TORONTO — In a Canadian medical first, surgeons at Toronto’s University Health Network (UHN) successfully transplanted a non-beating heart last month — a procedure that experts say could increase the number of available donor hearts by up to 30 per cent and significantly reduce transplant wait times nationwide.
Led by Dr. Seyed Alireza Rabi, the surgery marked Canada’s first donation after circulatory criteria (DCC) heart transplant, a method already used in parts of Europe and Australia for over a decade. Rabi previously helped pioneer this technique in the United States in 2019 and has since performed more than 50 such transplants.
“It’s still a miracle every time,” Rabi said. “You’re taking a heart that’s stopped beating, cooled to four to 10 degrees Celsius, putting it in a new body — and hoping it starts beating strongly enough to support another life.”
Unlike traditional heart transplants — which rely on brain-dead donors whose hearts are still beating — the DCC method involves donors with no chance of neurological recovery who are removed from life support. Once the donor dies, surgeons have one hour to remove, preserve, and restart the heart before transplanting it.
The surgical team flushes the heart with a protective solution, then connects it to a lung-heart machine in the recipient’s operating room.
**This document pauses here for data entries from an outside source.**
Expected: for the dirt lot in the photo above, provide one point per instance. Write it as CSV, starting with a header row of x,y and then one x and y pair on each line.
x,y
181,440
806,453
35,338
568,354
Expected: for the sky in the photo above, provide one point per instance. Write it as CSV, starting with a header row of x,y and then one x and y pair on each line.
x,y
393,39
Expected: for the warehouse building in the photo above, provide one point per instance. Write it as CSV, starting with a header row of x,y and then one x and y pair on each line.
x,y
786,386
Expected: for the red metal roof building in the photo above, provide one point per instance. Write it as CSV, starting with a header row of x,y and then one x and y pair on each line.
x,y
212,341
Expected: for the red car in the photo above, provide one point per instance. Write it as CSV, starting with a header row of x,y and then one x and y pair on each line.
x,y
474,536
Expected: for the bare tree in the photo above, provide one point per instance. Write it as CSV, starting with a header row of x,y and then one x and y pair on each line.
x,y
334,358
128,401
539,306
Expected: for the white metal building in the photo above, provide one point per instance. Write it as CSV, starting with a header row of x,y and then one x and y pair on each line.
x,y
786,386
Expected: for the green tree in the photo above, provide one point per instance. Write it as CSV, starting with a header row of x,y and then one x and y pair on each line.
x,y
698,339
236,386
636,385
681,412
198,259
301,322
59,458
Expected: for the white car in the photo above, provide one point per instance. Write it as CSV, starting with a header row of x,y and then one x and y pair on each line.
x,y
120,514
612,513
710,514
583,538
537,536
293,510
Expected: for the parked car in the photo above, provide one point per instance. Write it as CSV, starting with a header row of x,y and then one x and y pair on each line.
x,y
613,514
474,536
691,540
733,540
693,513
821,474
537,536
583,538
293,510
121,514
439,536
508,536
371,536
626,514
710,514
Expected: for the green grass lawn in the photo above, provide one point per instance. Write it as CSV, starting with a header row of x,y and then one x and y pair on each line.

The heart is restarted outside the body before being sewn into the patient.
The recipient of this first Canadian DCC heart transplant is recovering well, UHN confirmed.
This innovation could be transformative: more than 175 Canadians are currently waiting for a heart transplant, and the shortage of donor organs remains critical. In Quebec, average wait times reached 342 days in 2022, and up to one in four adults either die or deteriorate before receiving a transplant. Thirteen people died while waiting in 2024, according to national data.
“This provides an increase in the number of hearts available for donation,” said Dr. Thomas Forbes, UHN’s surgeon-in-chief. “Unfortunately, there is a shortage of organs to save patients with end-stage heart failure.”
UHN plans to perform 10 to 15 more DCC heart transplants over the next year, carefully monitoring patient outcomes to refine donor and recipient selection. If scaled up across Canada, the practice could significantly shorten wait lists and save more lives.